Using Pompelmi in CI/CD to Scan Build Artifacts and Uploaded Assets

File upload scanning in production is reactive — you catch threats as users send them. But supply chain security requires a proactive step: scanning files before they get shipped. Build artifacts, vendored assets, user-supplied files in your repo, and generated archives can all carry hidden threats.

TL;DR: The pompelmi CLI (via @pompelmi/cli) scans files and directories and exits with non-zero status on findings. Wire it into your GitHub Actions, GitLab CI, or any CI/CD pipeline to block deployments when artifacts contain suspicious content.

What to Scan in CI/CD

Not every artifact needs scanning, but some categories are high-value targets:

Artifact type	Threat	When to scan
User-uploaded files in your repo	Malware, backdoors	On PR + push
Generated ZIP archives	ZIP bombs, embedded executables	Post-build
Vendored binary assets	Supply chain compromise	On dependency update
Test fixtures	Accidentally committed real malware	On push
Email attachment samples	Processing pipeline testing	On push

Installing the CLI

# Global install (for local usage)
npm install -g @pompelmi/cli

# Or as a dev dependency (for CI)
npm install --save-dev @pompelmi/cli

The CLI is a standalone Node.js binary with no native dependencies by default (YARA requires the YARA engine).

CLI Usage

Scan Individual Files

# Scan one or more files
pompelmi scan output.zip report.pdf build/bundle.js

# Table output (default)
# File           Size     Verdict    Matches
# ─────────────────────────────────────────────
# output.zip     2.1 MB   clean      —
# report.pdf     512 KB   suspicious pdf_risky_actions (suspicious)
# build/bundle.js 48 KB   clean      —

# JSON output for machine processing
pompelmi scan output.zip --format json | jq .results

Scan a Directory

# Scan all files in a directory
pompelmi scan:dir ./uploads --ext pdf,docx,zip

# With explicit config
pompelmi scan:dir ./dist --format json

Exit Codes

The CLI uses exit codes that map to CI/CD conventions:

Exit code	Meaning
`0`	All files clean
`1`	Internal error / usage error
`2`	One or more files flagged as malicious

suspicious findings print a warning but do not cause a non-zero exit by default.

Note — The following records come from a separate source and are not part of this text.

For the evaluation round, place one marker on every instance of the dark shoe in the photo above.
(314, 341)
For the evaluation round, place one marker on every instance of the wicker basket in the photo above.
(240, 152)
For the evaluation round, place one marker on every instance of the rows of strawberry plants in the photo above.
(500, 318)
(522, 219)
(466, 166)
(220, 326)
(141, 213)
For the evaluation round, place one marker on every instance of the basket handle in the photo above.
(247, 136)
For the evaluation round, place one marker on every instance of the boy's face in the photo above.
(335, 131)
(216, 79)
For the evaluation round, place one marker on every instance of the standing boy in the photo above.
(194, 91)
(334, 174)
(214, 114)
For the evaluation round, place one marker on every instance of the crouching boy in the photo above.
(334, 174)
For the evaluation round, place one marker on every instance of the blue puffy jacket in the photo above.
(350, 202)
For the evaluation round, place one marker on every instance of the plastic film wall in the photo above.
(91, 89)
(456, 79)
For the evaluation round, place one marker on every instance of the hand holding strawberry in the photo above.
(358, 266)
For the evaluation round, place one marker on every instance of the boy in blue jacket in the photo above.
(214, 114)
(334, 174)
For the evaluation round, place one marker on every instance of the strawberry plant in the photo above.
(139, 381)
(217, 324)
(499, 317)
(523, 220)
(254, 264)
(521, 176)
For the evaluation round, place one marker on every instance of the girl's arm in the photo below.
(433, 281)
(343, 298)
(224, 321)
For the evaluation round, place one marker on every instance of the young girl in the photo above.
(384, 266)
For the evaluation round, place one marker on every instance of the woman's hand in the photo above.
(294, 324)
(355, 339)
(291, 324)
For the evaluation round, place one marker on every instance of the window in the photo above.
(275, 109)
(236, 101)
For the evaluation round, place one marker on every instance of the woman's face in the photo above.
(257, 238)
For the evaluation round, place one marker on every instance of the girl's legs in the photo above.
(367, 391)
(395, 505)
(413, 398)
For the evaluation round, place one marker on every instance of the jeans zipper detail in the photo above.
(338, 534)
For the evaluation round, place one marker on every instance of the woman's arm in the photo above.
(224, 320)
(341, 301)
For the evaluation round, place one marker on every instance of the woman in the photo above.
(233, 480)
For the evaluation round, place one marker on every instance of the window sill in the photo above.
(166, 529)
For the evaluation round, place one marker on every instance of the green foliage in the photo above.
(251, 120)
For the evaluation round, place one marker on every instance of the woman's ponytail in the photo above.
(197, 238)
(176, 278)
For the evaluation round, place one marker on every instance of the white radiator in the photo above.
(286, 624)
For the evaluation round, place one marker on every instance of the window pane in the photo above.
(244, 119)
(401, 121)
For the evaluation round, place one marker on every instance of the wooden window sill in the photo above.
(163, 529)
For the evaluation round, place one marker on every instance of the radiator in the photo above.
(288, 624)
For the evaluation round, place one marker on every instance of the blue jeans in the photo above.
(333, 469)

To treat suspicious as a failure in strict pipelines, check the JSON output:

pompelmi scan ./uploads --format json > scan_results.json
jq -e '.results | any(.verdict != "clean")' scan_results.json

GitHub Actions Integration

Basic Workflow

name: Security Scan

on:
  push:
    branches: [main, develop]
  pull_request:
    branches: [main]

jobs:
  scan-artifacts:
    runs-on: ubuntu-latest
    steps:
      - uses: actions/checkout@v4

      - uses: actions/setup-node@v4
        with:
          node-version: '20'

      - name: Install Pompelmi CLI
        run: npm install --global @pompelmi/cli

      # Scan any samples, fixtures, or user-provided files in the repo
      - name: Scan samples directory
        run: pompelmi scan:dir ./samples --ext pdf,zip,docx,xlsx

      # Scan build artifacts after build
      - name: Build
        run: npm run build

      - name: Scan build output
        run: pompelmi scan:dir ./dist --ext zip,js,wasm

Fail on Any Suspicious Finding

      - name: Scan with strict mode
        run: |
          pompelmi scan ./uploads --format json > scan.json
          if jq -e '.results | any(.verdict != "clean")' scan.json > /dev/null; then
            echo "=== Scan findings ==="
            jq '.results[] | select(.verdict != "clean")' scan.json
            echo "=== SCAN FAILED ==="
            exit 1
          fi
          echo "All files clean"

Uploading Scan Results as SARIF

If your repository uses GitHub Advanced Security, you can upload scan results as SARIF for the Security tab:

      - name: Scan and generate SARIF
        run: |
          pompelmi scan:dir ./uploads --format json > scan.json

      - name: Convert to SARIF
        run: node scripts/pompelmi-to-sarif.mjs scan.json > findings.sarif

      - name: Upload SARIF to GitHub Security
        uses: github/codeql-action/upload-sarif@v3
        with:
          sarif_file: findings.sarif

A minimal SARIF converter:

import { readFileSync } from 'fs';

const scanJson = JSON.parse(readFileSync(process.argv[2], 'utf-8'));

const runs = [{
  tool: {
    driver: {
      name: 'pompelmi',
      version: '0.33.0',
      rules: [],
    },
  },
  results: scanJson.results
    .filter((r) => r.verdict !== 'clean')
    .map((r) => ({
      ruleId: r.matches?.[0]?.rule ?? 'unknown',
      level: r.verdict === 'malicious' ? 'error' : 'warning',
      message: { text: `File "${r.file}" flagged as ${r.verdict}` },
      locations: [{
        physicalLocation: {
          artifactLocation: { uri: r.file },
        },
      }],
    })),
}];

process.stdout.write(JSON.stringify({ version: '2.1.0', runs }, null, 2));

GitLab CI Integration

scan-artifacts:
  stage: test
  image: node:20
  script:
    - npm install -g @pompelmi/cli
    - pompelmi scan:dir ./samples --format json > scan.json
    - |
      FLAGGED=$(node -e "
        const r = JSON.parse(require('fs').readFileSync('scan.json'));
        const bad = r.results.filter(x => x.verdict !== 'clean');
        if (bad.length) { console.log(JSON.stringify(bad, null, 2)); process.exit(1); }
      ")
  artifacts:
    reports:
      sast: scan.json
    when: always

Scanning Dependency Assets

After npm install, your node_modules shouldn’t contain executables or macro-enabled files. Scanning them is defensive:

# Scan for executables and suspicious archives in node_modules
pompelmi scan:dir ./node_modules --ext exe,dll,bat,zip --format json \
  | jq '.results[] | select(.verdict != "clean")'

This is practical for auditing new dependencies added to a project, not for every CI run (scanning all of node_modules is slow).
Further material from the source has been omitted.